Conférence de Bill Low à Dijon 31.01.2008

gautier.laurent laurent.gautier at U-BOURGOGNE.FR
Mon Jan 21 16:57:54 UTC 2008


Centre de Recherche Interlangues « Texte Image Langage » (EA 4182)
Pôle « Textes & Contextes » de la Maison des Sciences de l'Homme de
Dijon (UMS CNRS uB 2739)

Dans le cadre de ses travaux sur 'Stylistics and the Digital Turn', M.
Bill Louw (Université du Zimbaoué) prononcera une conférence à
l'Université de Bourgogne sur le sujet :

'What is data-assisted reading and what can it tell us?'


Le jeudi 31 janvier 2008 à 17 heures
Campus de Montmuzard, Bâtiment Droit-Lettres, Extension Lettres –
salle 155

A propos du conférencier :
Bill Louw is a Senior Lecturer in Modern English Language at the
University of Zimbabwe, where he also teaches two papers in
Communication and Negotiating Skills on the MBA in the Graduate School
of Management, using data-assisted methods. He produced the first ever
corpus-assisted literacy campaign, The Zimbabwe LITRAID Project, in
1991. This video-led project was funded by the Rotary Foundation and
created in conjunction with the School of Education and CLAC at the
Open University, Milton Keynes, UK. The completed project was finally
censored both in Zimbabwe, and in Kwa-Zulu Natal, South Africa. In his
youth he graduated in English and Latin at Rhodes University,
Grahamstown, South Africa and holds an honours degree in English
Linguistics from the same university.

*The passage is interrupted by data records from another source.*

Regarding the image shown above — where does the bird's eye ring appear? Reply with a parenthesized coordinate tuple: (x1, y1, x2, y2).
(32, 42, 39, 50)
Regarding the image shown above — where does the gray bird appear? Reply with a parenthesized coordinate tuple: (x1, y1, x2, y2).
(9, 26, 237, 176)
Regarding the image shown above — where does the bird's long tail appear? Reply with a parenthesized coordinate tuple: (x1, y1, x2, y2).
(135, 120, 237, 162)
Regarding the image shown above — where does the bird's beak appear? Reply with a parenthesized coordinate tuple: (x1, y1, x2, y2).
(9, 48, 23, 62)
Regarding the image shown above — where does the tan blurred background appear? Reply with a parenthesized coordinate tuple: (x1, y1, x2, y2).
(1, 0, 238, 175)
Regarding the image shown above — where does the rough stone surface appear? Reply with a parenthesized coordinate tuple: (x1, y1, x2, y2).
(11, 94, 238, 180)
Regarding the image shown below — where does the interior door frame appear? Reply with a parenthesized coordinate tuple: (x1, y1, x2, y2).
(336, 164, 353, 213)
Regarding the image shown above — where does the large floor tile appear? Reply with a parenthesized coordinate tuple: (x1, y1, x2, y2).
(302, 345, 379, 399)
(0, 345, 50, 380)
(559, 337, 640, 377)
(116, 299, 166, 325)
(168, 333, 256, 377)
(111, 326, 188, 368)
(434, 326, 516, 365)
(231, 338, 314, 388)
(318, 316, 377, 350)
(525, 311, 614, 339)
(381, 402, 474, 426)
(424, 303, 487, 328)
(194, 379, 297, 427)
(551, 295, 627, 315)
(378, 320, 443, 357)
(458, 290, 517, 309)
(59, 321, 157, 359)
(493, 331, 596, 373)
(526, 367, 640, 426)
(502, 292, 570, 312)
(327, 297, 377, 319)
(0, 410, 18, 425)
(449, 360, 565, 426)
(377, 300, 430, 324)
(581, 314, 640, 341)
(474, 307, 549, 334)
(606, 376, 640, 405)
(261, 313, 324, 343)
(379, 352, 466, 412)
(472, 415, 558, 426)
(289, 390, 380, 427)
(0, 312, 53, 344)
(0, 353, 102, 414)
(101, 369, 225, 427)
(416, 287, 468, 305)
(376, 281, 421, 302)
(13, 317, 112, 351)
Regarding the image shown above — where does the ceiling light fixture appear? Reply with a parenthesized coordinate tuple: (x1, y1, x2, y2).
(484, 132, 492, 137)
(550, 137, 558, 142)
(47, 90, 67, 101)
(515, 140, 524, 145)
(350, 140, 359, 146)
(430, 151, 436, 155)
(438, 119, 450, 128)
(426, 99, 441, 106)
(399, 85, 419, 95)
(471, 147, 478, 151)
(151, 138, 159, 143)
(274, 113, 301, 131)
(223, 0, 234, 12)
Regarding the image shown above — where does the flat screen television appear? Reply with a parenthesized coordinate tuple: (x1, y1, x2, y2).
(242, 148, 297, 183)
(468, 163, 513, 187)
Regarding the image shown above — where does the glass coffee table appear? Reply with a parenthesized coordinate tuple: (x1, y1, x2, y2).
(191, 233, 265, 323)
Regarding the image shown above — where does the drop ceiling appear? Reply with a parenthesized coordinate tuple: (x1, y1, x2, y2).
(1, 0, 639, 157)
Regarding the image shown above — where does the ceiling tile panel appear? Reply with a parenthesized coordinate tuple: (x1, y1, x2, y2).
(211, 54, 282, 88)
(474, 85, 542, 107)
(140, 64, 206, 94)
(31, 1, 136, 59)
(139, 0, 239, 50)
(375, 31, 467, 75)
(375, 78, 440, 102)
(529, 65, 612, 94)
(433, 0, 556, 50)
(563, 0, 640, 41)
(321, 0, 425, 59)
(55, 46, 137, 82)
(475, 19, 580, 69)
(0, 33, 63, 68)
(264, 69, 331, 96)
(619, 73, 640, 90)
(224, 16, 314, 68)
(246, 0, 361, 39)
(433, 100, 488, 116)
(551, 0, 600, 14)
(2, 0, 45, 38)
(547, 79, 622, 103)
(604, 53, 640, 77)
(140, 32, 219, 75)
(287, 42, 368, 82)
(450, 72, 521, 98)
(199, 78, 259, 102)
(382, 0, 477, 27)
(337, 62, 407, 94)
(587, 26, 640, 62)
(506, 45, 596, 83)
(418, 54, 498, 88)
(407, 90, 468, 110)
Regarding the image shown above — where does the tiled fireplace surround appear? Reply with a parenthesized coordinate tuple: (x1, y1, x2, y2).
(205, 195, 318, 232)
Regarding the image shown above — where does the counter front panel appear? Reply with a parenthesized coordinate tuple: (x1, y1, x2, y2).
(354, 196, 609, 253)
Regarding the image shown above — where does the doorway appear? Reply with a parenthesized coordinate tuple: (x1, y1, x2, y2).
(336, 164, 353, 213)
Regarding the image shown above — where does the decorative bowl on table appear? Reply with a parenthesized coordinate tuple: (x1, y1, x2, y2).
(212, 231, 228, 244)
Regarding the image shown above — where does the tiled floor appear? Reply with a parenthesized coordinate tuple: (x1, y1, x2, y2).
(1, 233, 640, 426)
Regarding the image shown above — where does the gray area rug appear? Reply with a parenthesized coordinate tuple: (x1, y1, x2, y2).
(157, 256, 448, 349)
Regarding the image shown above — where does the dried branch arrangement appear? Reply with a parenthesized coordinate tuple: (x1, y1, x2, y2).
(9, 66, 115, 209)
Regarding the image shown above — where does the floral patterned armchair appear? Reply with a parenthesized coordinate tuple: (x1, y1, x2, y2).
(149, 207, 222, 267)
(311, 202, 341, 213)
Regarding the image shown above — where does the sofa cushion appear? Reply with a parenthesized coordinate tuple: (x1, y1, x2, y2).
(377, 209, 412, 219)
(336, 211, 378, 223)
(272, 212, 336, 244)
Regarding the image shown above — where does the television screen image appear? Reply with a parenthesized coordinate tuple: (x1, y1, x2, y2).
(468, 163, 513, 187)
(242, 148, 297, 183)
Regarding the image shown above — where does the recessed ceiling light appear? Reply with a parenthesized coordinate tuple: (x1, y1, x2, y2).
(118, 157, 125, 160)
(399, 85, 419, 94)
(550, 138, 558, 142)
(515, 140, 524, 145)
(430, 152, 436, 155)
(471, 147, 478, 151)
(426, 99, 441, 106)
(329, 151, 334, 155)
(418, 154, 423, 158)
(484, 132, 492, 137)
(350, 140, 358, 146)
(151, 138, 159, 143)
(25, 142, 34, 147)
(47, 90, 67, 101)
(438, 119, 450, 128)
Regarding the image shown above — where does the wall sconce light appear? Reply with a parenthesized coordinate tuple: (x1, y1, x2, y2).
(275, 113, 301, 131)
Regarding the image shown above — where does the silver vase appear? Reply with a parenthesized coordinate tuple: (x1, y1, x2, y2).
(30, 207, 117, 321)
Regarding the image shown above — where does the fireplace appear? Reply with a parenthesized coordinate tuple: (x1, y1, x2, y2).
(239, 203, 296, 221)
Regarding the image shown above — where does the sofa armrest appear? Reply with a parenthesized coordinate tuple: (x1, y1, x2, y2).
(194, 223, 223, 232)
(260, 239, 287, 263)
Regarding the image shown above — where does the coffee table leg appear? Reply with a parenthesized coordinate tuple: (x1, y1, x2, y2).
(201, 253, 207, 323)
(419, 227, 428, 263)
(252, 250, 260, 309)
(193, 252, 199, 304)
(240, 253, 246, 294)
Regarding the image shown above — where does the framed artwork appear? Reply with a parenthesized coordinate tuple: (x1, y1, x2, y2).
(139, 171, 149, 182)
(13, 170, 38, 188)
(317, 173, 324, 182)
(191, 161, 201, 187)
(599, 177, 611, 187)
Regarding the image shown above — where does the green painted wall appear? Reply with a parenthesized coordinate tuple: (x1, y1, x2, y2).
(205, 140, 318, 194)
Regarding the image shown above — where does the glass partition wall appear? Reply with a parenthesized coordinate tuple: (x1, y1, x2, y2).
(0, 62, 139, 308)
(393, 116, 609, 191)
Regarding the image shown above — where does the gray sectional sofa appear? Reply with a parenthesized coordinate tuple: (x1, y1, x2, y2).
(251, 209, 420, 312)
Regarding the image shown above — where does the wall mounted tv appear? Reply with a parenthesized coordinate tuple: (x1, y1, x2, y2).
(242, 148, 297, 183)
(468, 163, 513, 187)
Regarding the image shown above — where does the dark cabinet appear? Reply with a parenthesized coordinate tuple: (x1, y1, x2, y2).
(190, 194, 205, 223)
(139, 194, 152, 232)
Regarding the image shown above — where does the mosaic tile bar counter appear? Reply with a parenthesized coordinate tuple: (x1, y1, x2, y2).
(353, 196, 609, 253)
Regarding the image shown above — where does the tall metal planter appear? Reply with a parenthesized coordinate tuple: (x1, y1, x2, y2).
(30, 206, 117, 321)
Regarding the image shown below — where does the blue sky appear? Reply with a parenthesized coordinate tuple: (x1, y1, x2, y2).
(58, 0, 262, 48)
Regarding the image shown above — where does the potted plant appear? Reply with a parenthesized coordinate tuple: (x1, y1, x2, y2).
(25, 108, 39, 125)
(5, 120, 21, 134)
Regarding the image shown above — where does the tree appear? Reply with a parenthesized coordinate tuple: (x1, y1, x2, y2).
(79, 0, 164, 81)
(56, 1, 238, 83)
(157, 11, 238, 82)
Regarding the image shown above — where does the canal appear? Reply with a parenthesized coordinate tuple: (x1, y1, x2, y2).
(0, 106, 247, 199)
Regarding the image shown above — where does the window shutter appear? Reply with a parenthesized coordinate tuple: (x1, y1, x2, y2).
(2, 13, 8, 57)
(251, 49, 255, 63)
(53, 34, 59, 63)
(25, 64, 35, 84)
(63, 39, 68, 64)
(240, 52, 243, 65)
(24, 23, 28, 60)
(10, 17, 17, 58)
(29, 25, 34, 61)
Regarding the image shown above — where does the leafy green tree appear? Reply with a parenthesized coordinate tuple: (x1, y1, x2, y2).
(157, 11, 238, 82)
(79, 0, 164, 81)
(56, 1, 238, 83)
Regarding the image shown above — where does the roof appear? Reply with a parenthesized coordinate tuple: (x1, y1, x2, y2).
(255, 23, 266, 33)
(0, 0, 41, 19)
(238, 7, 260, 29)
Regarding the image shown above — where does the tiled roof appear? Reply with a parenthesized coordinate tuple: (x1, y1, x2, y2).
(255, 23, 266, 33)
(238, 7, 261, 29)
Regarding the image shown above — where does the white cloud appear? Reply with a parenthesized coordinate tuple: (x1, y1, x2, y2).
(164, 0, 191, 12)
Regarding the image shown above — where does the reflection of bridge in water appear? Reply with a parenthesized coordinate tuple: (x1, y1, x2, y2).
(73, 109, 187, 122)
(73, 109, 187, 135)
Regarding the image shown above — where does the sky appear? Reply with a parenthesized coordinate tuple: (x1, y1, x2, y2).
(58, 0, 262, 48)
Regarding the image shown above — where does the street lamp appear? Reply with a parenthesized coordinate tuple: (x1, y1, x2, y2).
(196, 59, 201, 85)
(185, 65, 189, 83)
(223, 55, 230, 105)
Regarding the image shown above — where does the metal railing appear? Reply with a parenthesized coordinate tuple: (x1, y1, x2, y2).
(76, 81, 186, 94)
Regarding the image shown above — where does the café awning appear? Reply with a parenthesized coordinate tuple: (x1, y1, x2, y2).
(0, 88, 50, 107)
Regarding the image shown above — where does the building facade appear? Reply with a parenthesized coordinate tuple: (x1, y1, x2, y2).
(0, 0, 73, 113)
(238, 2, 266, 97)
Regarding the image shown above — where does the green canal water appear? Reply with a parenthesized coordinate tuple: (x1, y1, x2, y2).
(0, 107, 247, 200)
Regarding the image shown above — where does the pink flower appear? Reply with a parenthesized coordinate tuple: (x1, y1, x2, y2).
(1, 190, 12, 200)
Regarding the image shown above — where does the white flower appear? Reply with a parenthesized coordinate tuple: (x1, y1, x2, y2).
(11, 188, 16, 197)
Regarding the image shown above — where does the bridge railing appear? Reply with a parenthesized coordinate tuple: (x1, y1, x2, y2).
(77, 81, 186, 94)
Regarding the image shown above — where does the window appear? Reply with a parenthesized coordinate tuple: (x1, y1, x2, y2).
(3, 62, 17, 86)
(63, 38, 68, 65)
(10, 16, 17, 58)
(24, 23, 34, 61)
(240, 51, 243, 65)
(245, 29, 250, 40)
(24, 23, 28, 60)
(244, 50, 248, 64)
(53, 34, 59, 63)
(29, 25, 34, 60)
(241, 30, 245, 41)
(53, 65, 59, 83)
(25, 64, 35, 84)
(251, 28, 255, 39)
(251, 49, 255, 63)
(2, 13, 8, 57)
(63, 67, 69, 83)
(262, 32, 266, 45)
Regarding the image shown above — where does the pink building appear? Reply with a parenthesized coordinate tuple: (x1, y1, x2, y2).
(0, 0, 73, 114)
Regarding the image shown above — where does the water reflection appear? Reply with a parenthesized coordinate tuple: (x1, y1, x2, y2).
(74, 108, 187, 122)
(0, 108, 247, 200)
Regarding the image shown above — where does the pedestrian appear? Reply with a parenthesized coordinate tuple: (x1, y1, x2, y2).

In the mid  `70s he read
stylistics under the direction of David Crystal at the University of
Reading. He has published articles in stylistics, classroom
concordancing, data-assisted literary criticism, semantic prosodies
and contextual prosodic theory (CPT). He is co-author (with David
Hoover and Jonathan Culpeper) of a book entitled Advances in Corpus
Stylistics, due out from Routledge in 2005. He led the first EU
sponsored course entitled The Corpus in Literary Text Analysis at the
Tuscan Word Centre (Co-taught with John Sinclair and Fiona Tweedie) in
June 2000 and has, on several occasions, been a visiting fellow at 
COBUILD, ELR and at the Centre for Advanced Research in English (CARE)
at the University of Birmingham and at the Open University. He is to
deliver a keynote address entitled Collocation as the Determinant of
Verbal Art at a conference at the University of Bologna, Italy in
September 2004. More recently his research has begun to move into
`endogenous' forensic studies, focussing upon lies and deceptions as
marked forms which characterise and underpin the ideology of the legal
profession and the justice delivery system.